For all of these enterprises, from Main Street shops to the next potential Intel, we know one thing: if the SBA can help these small businesses grow and prosper, jobs will be created, and America will be able to compete anywhere in the world.
Today, however, small businesses face an uncertain future. The recession has reduced demand for their goods and services. With the credit crisis, it is increasingly difficult for them to find financing for normal business activities and expansions.
Currently, loan guarantees from the SBA are down by over 50% from their levels a year ago. There are several causes of this decline—and they are inter-related: lower creditworthiness of borrowers, tighter lending standards, lack of liquidity in bank balance sheets, and a frozen secondary market for SBA guaranteed loans.
The Congress and this Committee deserve great praise for recognizing these problems and for incorporating important proactive measures for small business in the Recovery Act. This Act reduces fees to both borrowers and lenders, increases the guarantee percentage on SBA loans and works to unfreeze the secondary markets. In addition, many viable but struggling businesses will get a $35,000 lifeline to bridge them for 6 months of interest and principal payments—which the SBA will fully guarantee.
As you all know, on March 16th, the President committed $15 billion from the Troubled Asset Relief Program to be available to purchase SBA guaranteed paper in the secondary markets. This effort in conjunction with the SBA 90% guarantees and the fee reductions will go a long way to unlocking the credit small businesses need.
If confirmed, I pledge to work as a partner with this Committee to fully implement these important recovery programs.
Senators, today small businesses are suffering and the SBA has lacked the leadership and the resources to help them. These are problems we can fix.
If confirmed I will work on three important fronts:
First, the SBA must continue executing the plans in the Recovery Act and get capital flowing again through the core SBA loan programs.
Second, we must reinvigorate the Agency by attracting a strong and passionate leadership team and investing in the information technology the agency needs to operate.
Finally, we must – and I will – act as an advocate for small business across the administration. As Chair Landrieu and Ranking Member Snowe have suggested, I will coordinate with other Agencies, including Commerce, Labor and Energy, whose programs also affect small businesses.

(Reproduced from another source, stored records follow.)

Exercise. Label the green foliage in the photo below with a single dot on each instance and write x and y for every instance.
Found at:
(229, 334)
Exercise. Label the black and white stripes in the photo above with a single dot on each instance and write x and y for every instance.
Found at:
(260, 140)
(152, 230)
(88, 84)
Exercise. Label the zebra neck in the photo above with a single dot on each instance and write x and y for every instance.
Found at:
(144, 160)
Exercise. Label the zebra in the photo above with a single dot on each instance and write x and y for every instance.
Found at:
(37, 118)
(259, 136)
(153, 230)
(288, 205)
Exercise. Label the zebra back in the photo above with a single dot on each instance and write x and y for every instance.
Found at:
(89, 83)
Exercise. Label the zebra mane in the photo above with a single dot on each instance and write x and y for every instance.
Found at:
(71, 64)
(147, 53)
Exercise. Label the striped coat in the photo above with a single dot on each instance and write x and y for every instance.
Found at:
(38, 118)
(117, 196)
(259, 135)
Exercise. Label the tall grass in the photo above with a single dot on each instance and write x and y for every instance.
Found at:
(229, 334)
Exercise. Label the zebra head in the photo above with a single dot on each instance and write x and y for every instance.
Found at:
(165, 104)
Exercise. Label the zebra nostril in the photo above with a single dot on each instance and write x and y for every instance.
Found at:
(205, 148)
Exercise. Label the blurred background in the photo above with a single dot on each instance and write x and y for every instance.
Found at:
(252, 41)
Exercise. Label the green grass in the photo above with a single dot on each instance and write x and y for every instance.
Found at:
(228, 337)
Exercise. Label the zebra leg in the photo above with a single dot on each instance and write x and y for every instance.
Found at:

I have a long history of being deeply involved in small businesses. In the mid 1980s, I was responsible for a number of traditional manufacturing businesses -- from plastic injection molders in Ohio – to a sub-fractional motor company in Arkansas. I was there on the factory floor when we had to weather the recession of the early ‘90s. Those experiences give me a deep understanding of what our small businesses need today to survive this downturn and to prosper in the years ahead.
Since then I have helped grow companies in organic food, and women’s media, and spent time in rural Maine helping our boat builders use composite technology to help them compete throughout the globe.

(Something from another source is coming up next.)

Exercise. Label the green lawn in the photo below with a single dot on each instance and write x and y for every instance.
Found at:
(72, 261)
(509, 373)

The sum of my experience is this: I am a believer in American small business. I am a believer in America’s ability to manufacture goods and services that are world class, and I am a believer in America’s spirit of entrepreneurship. This spirit is one of our country’s greatest assets and we need to cultivate it today, more than ever.
Thank you for considering my nomination to head this crucial agency during these difficult times. If confirmed I pledge to pursue these tasks with the utmost energy, and to be your partner in giving small businesses the help they need to thrive , to grow and put Americans back to work.
Before taking your questions I would like to introduce to the Committee my family. My husband Barry is the president of Bowdoin College and is here with me today. We have 3 boys. George is 16 and is home at Brunswick High School. Henry is 20 and is at Williams College. William – our eldest and a graduate of Columbia University is home recovering from an operation as some of you know and is doing quite well. We would like thank everyone for your kind thoughts and prayers on his behalf.